Study Proposal #3: Opportunity Cost Neglect (C) | 03OCT13
Opportunity Cost Neglect occurs in the general population as implicit alternatives are generally not accessed when considering a focal choice without explicit prompting. Presenting a residual cash condition or priming subjects prior to a situation of focal choice causes opportunity cost to be considered. I claim that graduates of economics degrees would be more likely to consider opportunity costs in their decision making with and without prompting. This would suggest that prior learning and training around the concept of opportunity costs leads to an integration of the concept in daily decision making. This is important because :
“Recognition of opportunity costs lead to better choices since the generation of alternatives is universally regarded as an essential component of good decision making(Hammond, Keeney, and Raiffa 2002).”
If we want members of our society to be good decision makers, we must understand what makes them consider opportunity cost by default. A first step would be to figure out if economics training actually improves people’s daily consideration of opportunity costs.
A 2×2 experimental matrix with testing on graduates from a random distribution of non-economics programs as a control and economics graduates as the independent variable will be sufficient. The experiment will follow the same structure as study #5 in the Frederick et al. experiment on opportunity cost neglect
In the experiment, all participants will be given a survey with a choice between stereos presented in a control condition and a residual cash condition with an opportunity cost prompt. After completing their choice, participants will complete a quick survey on how much education in economics they have had (from none, to basic micro/macro, to which economics degree specialization).

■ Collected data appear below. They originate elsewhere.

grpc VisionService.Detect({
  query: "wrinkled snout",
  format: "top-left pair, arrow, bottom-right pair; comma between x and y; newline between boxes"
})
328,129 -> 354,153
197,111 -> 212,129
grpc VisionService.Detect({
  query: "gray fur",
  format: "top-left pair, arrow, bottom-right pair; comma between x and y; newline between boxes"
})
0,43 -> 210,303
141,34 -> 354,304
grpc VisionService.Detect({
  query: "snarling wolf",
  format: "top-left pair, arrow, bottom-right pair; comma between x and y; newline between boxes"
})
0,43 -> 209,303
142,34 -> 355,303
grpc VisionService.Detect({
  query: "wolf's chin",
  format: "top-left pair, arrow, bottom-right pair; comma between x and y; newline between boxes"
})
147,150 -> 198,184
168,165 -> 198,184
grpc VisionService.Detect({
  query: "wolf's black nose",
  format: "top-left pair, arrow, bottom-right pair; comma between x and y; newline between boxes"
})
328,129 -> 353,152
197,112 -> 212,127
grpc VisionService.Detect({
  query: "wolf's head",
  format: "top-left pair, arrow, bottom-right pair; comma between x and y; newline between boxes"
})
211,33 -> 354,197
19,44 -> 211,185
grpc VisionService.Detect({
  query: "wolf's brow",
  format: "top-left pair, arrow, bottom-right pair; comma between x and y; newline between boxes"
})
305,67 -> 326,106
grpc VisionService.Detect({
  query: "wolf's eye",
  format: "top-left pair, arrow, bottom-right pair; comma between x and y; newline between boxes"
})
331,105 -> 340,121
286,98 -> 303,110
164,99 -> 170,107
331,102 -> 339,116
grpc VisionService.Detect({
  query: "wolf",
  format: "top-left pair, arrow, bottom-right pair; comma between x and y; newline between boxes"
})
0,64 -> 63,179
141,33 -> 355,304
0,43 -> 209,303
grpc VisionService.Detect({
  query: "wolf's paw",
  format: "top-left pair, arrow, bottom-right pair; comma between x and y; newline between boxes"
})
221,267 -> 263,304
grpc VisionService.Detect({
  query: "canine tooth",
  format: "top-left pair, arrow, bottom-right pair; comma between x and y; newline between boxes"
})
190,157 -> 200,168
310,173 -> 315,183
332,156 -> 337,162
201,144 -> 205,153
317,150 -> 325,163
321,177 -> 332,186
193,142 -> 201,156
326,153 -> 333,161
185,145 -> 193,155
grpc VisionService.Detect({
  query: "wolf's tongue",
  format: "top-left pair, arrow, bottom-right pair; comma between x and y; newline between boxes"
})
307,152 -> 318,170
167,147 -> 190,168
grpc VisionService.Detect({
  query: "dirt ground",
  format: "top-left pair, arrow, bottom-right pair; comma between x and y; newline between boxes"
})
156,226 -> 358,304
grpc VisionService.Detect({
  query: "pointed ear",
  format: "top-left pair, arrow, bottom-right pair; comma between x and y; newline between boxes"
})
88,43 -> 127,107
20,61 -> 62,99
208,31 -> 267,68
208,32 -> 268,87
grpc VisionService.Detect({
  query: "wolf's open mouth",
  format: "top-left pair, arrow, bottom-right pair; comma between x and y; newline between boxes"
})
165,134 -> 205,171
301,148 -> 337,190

This information will provide a basis for follow up studies on what amount and type of economics knowledge helps people take into account opportunity cost spontaneously.

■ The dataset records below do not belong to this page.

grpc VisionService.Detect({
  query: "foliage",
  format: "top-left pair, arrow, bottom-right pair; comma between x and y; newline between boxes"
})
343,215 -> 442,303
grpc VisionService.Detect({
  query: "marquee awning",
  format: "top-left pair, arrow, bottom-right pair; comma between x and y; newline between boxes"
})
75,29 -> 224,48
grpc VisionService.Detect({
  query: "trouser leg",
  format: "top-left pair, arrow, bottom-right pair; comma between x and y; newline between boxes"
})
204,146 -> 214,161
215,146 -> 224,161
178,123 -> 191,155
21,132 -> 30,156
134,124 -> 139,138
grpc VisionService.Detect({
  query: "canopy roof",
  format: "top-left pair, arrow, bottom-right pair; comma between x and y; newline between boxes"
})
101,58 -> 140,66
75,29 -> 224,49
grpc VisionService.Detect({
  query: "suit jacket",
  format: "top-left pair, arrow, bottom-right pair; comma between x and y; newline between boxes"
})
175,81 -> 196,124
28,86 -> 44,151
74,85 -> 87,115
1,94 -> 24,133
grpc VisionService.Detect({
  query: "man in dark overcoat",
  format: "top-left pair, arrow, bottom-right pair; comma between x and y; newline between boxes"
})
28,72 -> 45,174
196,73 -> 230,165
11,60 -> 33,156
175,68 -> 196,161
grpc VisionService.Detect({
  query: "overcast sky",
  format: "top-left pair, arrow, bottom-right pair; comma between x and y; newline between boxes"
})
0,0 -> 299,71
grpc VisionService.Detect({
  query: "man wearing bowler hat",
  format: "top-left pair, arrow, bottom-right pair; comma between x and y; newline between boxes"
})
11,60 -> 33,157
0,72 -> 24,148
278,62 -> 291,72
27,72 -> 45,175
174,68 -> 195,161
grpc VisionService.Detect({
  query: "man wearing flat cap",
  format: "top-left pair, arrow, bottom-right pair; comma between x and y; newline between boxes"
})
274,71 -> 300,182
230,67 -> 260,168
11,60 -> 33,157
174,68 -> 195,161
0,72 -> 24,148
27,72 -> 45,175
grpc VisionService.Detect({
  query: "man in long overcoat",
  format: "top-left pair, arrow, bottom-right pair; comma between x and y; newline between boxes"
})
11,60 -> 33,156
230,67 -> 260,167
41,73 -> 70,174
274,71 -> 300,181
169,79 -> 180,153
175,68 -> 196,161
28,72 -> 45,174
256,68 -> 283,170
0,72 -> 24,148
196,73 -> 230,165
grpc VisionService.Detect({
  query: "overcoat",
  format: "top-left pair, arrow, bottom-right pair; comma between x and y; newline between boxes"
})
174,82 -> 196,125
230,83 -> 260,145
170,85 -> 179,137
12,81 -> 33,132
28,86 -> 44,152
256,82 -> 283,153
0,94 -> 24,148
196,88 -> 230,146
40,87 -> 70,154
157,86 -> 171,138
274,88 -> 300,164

|participants choices & hypothesis||Control Condition (stereo choice)||Residual Cash Condition (stereo choice with opportunity cost)|
|Economics Graduates||(A) Choice share shifts towards cheaper option to statistically significant degree compared to (C)||(B) Choice share shifts towards cheaper option to statistically significant degree compared to (A)|
|Control Graduates||(C) control||(D) Choice share shifts towards cheaper option to statistically significant degree compared to (C)|
If my claim that economics graduates have opportunity cost ingrained in their decision making system is accurate, then this study will find that, compared to the general population, economics graduates’ choice share will be towards the cheaper option without prompting and towards the cheaper option to an even greater extent with prompting.
This study would suggest that people trained in economics have a higher chance of spontaneously considering opportunity costs. We could train people to make better decisions by integrating some degree of economics training into primary to post-secondary education.